Bringing Green Home
by Doug Pushard
Below is an expanded version of the article published in eco-structure magazine. This version includes more detail on the installed rainwater catchment system.
Converting a shed to a home office in Santa Fe, N.M., took time, research and planning, but was worth the effort. By investigating products and working closely with the contractor, the 700-square-foot (65-m2) home office now is in business.
Because temperature swings are common in New Mexico, a basement below the shed helps regulate temperatures year round. Using the Earth’s constant temperature of around 55 F (13 C) and moving air from the warm parts of the shed to the cool sections in the winter and vice versa in the summer, the need for an HVAC unit was avoided.

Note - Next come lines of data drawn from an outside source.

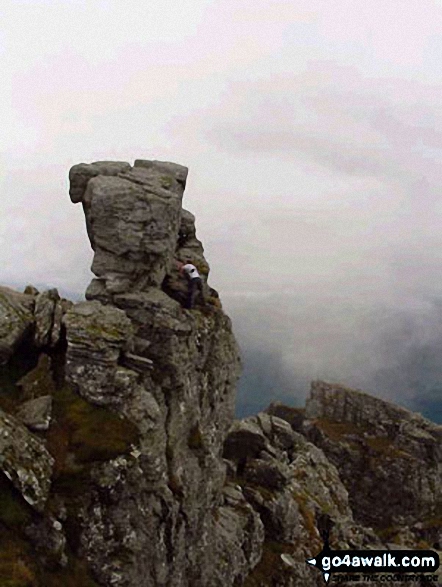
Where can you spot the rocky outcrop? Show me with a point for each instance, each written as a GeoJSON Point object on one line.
{"type": "Point", "coordinates": [389, 458]}
{"type": "Point", "coordinates": [25, 461]}
{"type": "Point", "coordinates": [121, 463]}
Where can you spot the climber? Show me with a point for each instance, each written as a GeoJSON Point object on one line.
{"type": "Point", "coordinates": [195, 283]}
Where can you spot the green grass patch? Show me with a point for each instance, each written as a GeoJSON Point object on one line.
{"type": "Point", "coordinates": [83, 433]}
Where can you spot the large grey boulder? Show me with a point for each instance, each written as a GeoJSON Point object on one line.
{"type": "Point", "coordinates": [25, 461]}
{"type": "Point", "coordinates": [96, 336]}
{"type": "Point", "coordinates": [133, 217]}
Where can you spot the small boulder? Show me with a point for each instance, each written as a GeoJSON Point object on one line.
{"type": "Point", "coordinates": [36, 413]}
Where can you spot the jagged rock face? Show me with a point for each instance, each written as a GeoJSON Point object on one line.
{"type": "Point", "coordinates": [25, 461]}
{"type": "Point", "coordinates": [133, 216]}
{"type": "Point", "coordinates": [16, 320]}
{"type": "Point", "coordinates": [122, 439]}
{"type": "Point", "coordinates": [170, 371]}
{"type": "Point", "coordinates": [389, 458]}
{"type": "Point", "coordinates": [290, 483]}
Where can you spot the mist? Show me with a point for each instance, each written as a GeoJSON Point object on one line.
{"type": "Point", "coordinates": [313, 136]}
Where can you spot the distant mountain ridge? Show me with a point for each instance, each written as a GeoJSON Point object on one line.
{"type": "Point", "coordinates": [121, 463]}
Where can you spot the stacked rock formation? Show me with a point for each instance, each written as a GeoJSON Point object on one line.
{"type": "Point", "coordinates": [120, 460]}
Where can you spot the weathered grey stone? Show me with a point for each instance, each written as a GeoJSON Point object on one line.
{"type": "Point", "coordinates": [80, 174]}
{"type": "Point", "coordinates": [38, 382]}
{"type": "Point", "coordinates": [25, 461]}
{"type": "Point", "coordinates": [16, 320]}
{"type": "Point", "coordinates": [30, 290]}
{"type": "Point", "coordinates": [96, 336]}
{"type": "Point", "coordinates": [36, 413]}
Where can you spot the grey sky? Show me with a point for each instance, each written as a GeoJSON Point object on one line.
{"type": "Point", "coordinates": [312, 130]}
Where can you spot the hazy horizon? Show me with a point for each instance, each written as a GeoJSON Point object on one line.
{"type": "Point", "coordinates": [312, 132]}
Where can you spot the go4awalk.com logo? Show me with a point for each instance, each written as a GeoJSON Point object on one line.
{"type": "Point", "coordinates": [366, 562]}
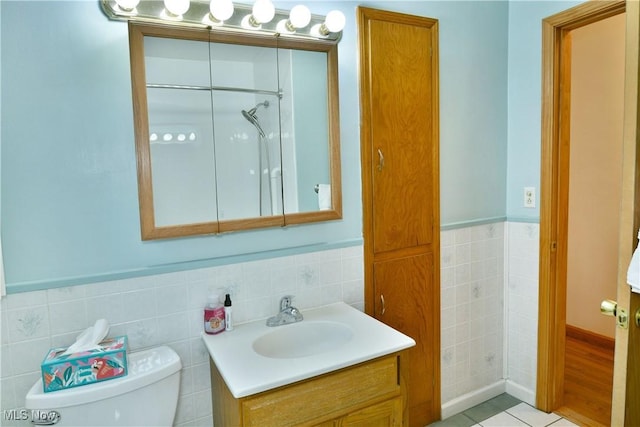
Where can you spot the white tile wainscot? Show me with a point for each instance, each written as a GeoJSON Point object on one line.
{"type": "Point", "coordinates": [166, 309]}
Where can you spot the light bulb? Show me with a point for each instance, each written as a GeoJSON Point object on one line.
{"type": "Point", "coordinates": [176, 7]}
{"type": "Point", "coordinates": [127, 5]}
{"type": "Point", "coordinates": [263, 11]}
{"type": "Point", "coordinates": [221, 9]}
{"type": "Point", "coordinates": [334, 22]}
{"type": "Point", "coordinates": [300, 16]}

The basement walls are concrete block and covered with 1 inch (25 mm) of insulation board for an estimated R-value of 14 to 16.
An addition wiith adobe shed was built onto the existing 300-square-foot (28m2) shed. Because adobe has no rated R value, the exterior of the adobe walls was covered with 4 inches (102 mm) of spray-polyurethane insulation, resulting in an estimated R-value of 24. With the abode, insulation, rough coat and natural stucco finish, the walls are nearly 1-foot (0.3-m) thick. The basement walls are concrete block and covered with 1 inch (25 mm) of insulation board for an estimated R-value of 14 to 16. The 6 inches (152mm) of spray-polyurethane foam on the roof has an R-value of 36. The spray foam is covered with stucco barrier and keeps the office cool in the summer and warm in the winter.
Double-pane, low-E windows and skylights are fitted with automated controls to open when the interior rises; they lose in cold temperatures and when it rains. Open windows and skylights work with ceiling fans to create cross ventilation.
Heating is accomplished primarily through the solar-thermal system installed on the roof. The solar panels are tied to radiant-floor heating installed in the concrete basement floor; the heat rises naturally warming the entire shed. The panels also provide hot water to the office and auxiliary heat for the main house. About 100 F (38 C) water is furnished to the main house’s boiler, saving energy in heating water for the main house. A fireplace, capable of putting out 26,700 Btu per hour, provides secondary heat to both floors of the office.
The office's bathroom features cabinets made of locally milled wood, a low-flow showerhead and a dual-flush toilet. To further save water, while excavating the basement, a 1,600-gallon (6,056-L) below-ground polypropylene cistern tank was installed. A below-ground tank was used due to the small yard and the desire to capture precipitation year-round.
All downspouts on the back of the main house and the rainchain installed on front of the new office are piped underground to the tank. The roof canales are screened to prevent large debris from entering the system and all of the downspouts drain into sump boxes which include a filter material to capture smaller particulates.
The main house and office 2,400 square foot roofs are capable of capturing more than 18,000 gallons (68,130 L) of rainwater per year.
A submersible pump, equipped with a float, is installed in the tank. The float disconnects the electrical current to the pump if the tank water is low; thereby, preventing the pump from burning out due to running when there is little to no water in the tank. The pump is wired, via high voltage, to a motor relay switch which in turn is connected to the irrigation controller. The irrigation controller signals the motor relay, via low-voltage, to either turn on or off the pump. Also connected to the irrigation controller is a rain sensor which disconnects the common circuit to the motor relay if it has rained; thus preventing the controller from turning on the pump.
The installed rainwater harvesting system cuts the use of city-supplied potable water in half in most summer months and typically eliminates it totally in the spring and fall.
The office complements the main house aesthetically while maintaining a low carbon footprint. With the solar-thermal system tied to the main house, a rainwater-catchment system; and low-energy features throughout, it has not added to utility bills.